L’histoire vraie de ce docu-réalité rappelle celle, absolument fascinante, de Christopher Smith, jeune homme de vingt ans, issu du Massachusetts, qui, du jour au lendemain, sans raison et sans prévenir quiconque, a abandonné son véhicule, les clés sur le tableau de bord, pour disparaître pendant 25 ans au plus profond d’une forêt du Maine pour y vivre comme ermite. Cette énigme humaine survivait de petit délits, pour se nourrir ou se vêtir. Mais sa faim de liberté sans concession et son incapacité à s’adapter au moule sociétal ont été les plus forts.

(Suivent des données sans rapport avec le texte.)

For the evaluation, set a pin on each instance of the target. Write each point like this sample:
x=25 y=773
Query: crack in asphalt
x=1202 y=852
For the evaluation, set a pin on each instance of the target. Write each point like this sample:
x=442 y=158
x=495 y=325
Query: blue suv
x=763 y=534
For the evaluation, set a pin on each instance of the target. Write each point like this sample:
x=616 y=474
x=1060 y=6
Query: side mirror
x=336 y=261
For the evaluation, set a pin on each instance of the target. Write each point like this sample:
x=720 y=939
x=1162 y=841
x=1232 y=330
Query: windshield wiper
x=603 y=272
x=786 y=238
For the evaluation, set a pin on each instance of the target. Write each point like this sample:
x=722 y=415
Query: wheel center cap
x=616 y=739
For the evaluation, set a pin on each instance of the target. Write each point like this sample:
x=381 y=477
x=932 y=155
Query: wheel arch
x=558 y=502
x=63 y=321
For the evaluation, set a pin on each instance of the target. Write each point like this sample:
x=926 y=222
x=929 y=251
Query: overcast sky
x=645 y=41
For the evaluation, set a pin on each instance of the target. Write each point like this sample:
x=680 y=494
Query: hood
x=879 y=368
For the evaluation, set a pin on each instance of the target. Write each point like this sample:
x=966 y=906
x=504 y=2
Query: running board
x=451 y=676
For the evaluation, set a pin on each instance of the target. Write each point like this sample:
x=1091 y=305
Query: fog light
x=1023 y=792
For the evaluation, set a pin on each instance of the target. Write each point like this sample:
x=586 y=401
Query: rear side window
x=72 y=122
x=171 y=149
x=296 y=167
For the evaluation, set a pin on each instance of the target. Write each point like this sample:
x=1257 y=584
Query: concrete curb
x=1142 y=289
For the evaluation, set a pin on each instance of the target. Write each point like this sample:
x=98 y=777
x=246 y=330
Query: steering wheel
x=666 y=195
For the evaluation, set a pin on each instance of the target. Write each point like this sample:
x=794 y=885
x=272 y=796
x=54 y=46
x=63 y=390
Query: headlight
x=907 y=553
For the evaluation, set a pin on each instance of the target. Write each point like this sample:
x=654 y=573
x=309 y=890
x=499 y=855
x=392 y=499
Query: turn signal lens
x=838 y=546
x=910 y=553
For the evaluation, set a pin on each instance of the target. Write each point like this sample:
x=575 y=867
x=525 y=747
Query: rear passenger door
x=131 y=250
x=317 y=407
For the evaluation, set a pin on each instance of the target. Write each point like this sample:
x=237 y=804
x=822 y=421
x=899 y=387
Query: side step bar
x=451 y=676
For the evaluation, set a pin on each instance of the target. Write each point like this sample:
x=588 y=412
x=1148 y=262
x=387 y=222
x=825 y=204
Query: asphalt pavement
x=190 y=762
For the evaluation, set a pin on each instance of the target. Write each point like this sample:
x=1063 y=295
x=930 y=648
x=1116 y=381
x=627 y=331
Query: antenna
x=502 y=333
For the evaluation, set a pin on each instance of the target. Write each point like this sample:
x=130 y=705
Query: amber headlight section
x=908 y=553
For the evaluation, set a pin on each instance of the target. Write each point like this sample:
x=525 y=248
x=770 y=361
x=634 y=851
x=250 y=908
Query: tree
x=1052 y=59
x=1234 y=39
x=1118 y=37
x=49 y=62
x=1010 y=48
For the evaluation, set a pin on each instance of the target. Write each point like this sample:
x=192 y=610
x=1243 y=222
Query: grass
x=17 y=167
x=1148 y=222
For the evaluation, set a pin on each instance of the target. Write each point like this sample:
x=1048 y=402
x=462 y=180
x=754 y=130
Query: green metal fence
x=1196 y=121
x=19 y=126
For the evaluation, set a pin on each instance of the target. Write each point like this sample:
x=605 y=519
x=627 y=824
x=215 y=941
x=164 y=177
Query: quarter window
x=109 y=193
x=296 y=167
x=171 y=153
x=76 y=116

Vincent Pouplard s’est essayé pendant 3 ans à filmer des comportements similaires chez deux jeunes frangins jumeaux, qui, sans que l’on ne sache trop pour quelles raisons, ont fugué pour s’illustrer dans des groupes de jeunes paumés, en marge du monde, avec toujours ce background de délinquant pour leur permettre de vivre cette situation raisonnée. On n’en saura pas plus au sujet des méfaits de cette jeunesse.
Bande annonce (1mn13’)

Avec une démarche passionnante qui permet de suivre l’évolution de ces ados bohèmes, à la gouaille d’une jeunesse fleurie, Pas comme des loups s’empare de toute la poésie de cadre (des squats jamais montrés comme sordides ou une richesse naturelle qui recentre la jeunesse dans un environnement où l’on n’est plus trop habitué à la voir) pour disséquer la marginalité, vécue par ses deux jeunes gens comme une philosophie absolue.
Tantôt expérimentale, tantôt lumineuse et sensuelle, la caméra s’insinue dans des joutes verbales qui démontrent l’intelligence des ces outsiders énigmatiques toujours dans le rejet du système et de l’autorité, le refus de s’assujettir aux normes qu’on leur impose.
Sans idéaliser ces tempéraments atypiques, Vincent Pouplard fait de son film la voix de radicaux hors de tous systèmes, filmant corps et visages avec cette même fascination, tendresse et parfois même une certaine tristesse pour ces parcours de galères.